Pressed on recent remarks Mr Morrison made to The Sydney Morning Herald where he said there was still "great value" in the two nation's relations, Foreign Ministry spokesperson Zhao Lijian, who infamously enraged Mr Morrison over a provocative tweet hinting at Australia's alleged war crimes last year, revealed Beijing's disapproval of his comments.
"This is what we Chinese call 'feigning ignorance'," he told reporters.
In yet another defiant public display, Mr Zhao once again stressed the blame for the struggling relationship lay solely with Canberra.
"The root cause of the current serious difficulties in China-Australia relations lies in Australia's gross interference in China's internal affairs, impairment of China's interests and unwarranted restrictions on bilateral exchanges and cooperation in various fields.
"The responsibility doesn't rest with China at all."
Mr Zhao's latest remarks are yet another stern reminder China is unwilling to budge on what it demands from Australia.
Defiant governments showing no signs of compromise
Beijing has repeatedly called on Canberra to publicly step back from its positions on a series of matters China claims are internal affairs such as Xinjiang, Hong Kong and Taiwan.
And while Beijing's exact demands are not readily publicised, China’s deputy ambassador to Australia Wang Xining said it would involve "concrete actions" from Canberra.

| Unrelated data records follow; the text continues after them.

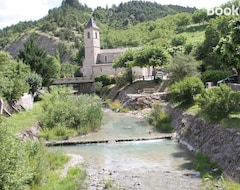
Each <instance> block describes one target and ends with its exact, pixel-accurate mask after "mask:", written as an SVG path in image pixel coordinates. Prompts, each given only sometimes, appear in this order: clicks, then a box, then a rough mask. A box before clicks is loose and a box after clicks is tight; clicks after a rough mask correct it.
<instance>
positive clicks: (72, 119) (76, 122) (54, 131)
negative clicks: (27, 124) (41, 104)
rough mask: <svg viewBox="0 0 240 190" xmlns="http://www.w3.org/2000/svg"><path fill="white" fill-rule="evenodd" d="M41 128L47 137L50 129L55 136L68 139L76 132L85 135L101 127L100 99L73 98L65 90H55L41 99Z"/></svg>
mask: <svg viewBox="0 0 240 190" xmlns="http://www.w3.org/2000/svg"><path fill="white" fill-rule="evenodd" d="M43 110H44V116H43V126H44V130H45V132H46V134H45V138H48V137H46V135H47V131H48V129H50V130H51V129H52V130H53V131H54V132H55V135H56V136H60V138H64V139H66V138H68V136H69V132H71V134H70V135H73V134H72V132H73V130H74V131H77V133H78V134H85V133H87V132H90V131H94V130H96V129H98V128H99V127H100V126H101V122H102V118H103V112H102V108H101V102H100V99H99V98H98V97H96V96H94V95H80V96H74V95H71V94H70V92H69V91H68V90H66V89H56V90H53V91H52V92H51V94H48V95H45V96H44V97H43Z"/></svg>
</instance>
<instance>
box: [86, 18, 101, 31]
mask: <svg viewBox="0 0 240 190" xmlns="http://www.w3.org/2000/svg"><path fill="white" fill-rule="evenodd" d="M87 28H95V29H98V30H99V28H98V26H97V25H96V23H95V22H94V20H93V18H90V19H89V21H88V23H87V25H86V27H85V29H87Z"/></svg>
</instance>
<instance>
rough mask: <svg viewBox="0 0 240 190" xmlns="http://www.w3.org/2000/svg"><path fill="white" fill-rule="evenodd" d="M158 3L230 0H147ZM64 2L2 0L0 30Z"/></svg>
mask: <svg viewBox="0 0 240 190" xmlns="http://www.w3.org/2000/svg"><path fill="white" fill-rule="evenodd" d="M127 1H129V0H79V2H80V3H82V4H86V5H87V6H88V7H91V8H93V9H94V8H96V7H98V6H101V7H104V8H105V7H106V5H108V7H109V8H110V7H111V6H112V5H113V4H115V5H119V4H120V3H121V2H127ZM146 1H152V2H157V3H159V4H162V5H166V4H174V5H181V6H189V7H196V8H205V9H210V8H213V7H218V6H220V5H222V4H223V3H226V2H228V0H209V1H208V2H207V3H206V1H203V0H200V1H199V0H146ZM61 3H62V0H0V29H2V28H4V27H7V26H11V25H13V24H17V23H18V22H20V21H35V20H38V19H41V18H43V17H44V16H46V15H47V14H48V10H49V9H53V8H56V7H59V6H61Z"/></svg>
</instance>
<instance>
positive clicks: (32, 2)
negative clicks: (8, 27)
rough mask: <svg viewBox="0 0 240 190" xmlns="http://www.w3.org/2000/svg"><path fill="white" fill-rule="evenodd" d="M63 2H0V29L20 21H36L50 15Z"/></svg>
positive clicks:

"What is pressing now is for the Australian side to face squarely the root cause of the setbacks in bilateral relations," Mr Zhao said on Wednesday.
"[Australia needs to] view China and China's development in an objective and rational way, return to the track of China-Australia comprehensive strategic partnership, and do more to enhance mutual trust and promote practical cooperation between the two countries."
Such comments, which are now commonplace at the foreign ministry's daily press conferences, are a result of Australia's antagonising decisions to block key Chinese investment such as Huawei's 5G rollout and China President Xi Jinping's Belt and Road Initiative, antagonising Beijing.
Mr Morrison has repeatedly stressed Australia would not sacrifice its values or its national security to appease Beijing.
Relationship with China still exists, PM says
Despite China's retaliatory moves to slap trade sanctions on a raft of Australian exports, Mr Morrison said sales of other commodities illustrated the relationship had not broken down.
"The relationship still exists, look at trade alone – there have never been bigger volumes," he told The Sydney Morning Herald.
"That's a bit of a proof point. When all's said and done, there's still great value in the relationship."
China is Australia's largest trading partner. In the 12 months to March, Australia exported $149 billion worth of goods to China, down 0.6 per cent from the previous year. Exports, however, have been supported by strong prices for iron ore, the largest single item in trade with China.
On Wednesday, Shadow Foreign Affairs Minister Penny Wong accused the Morrison government of war-mongering for political advantage.
Her comments come as a group of eminent Australians published an open letter to Mr Morrison, labelling the federal government "irresponsible" for "overheated war talk".
They called for legislative change to require a parliamentary vote before Australia enters any international conflict.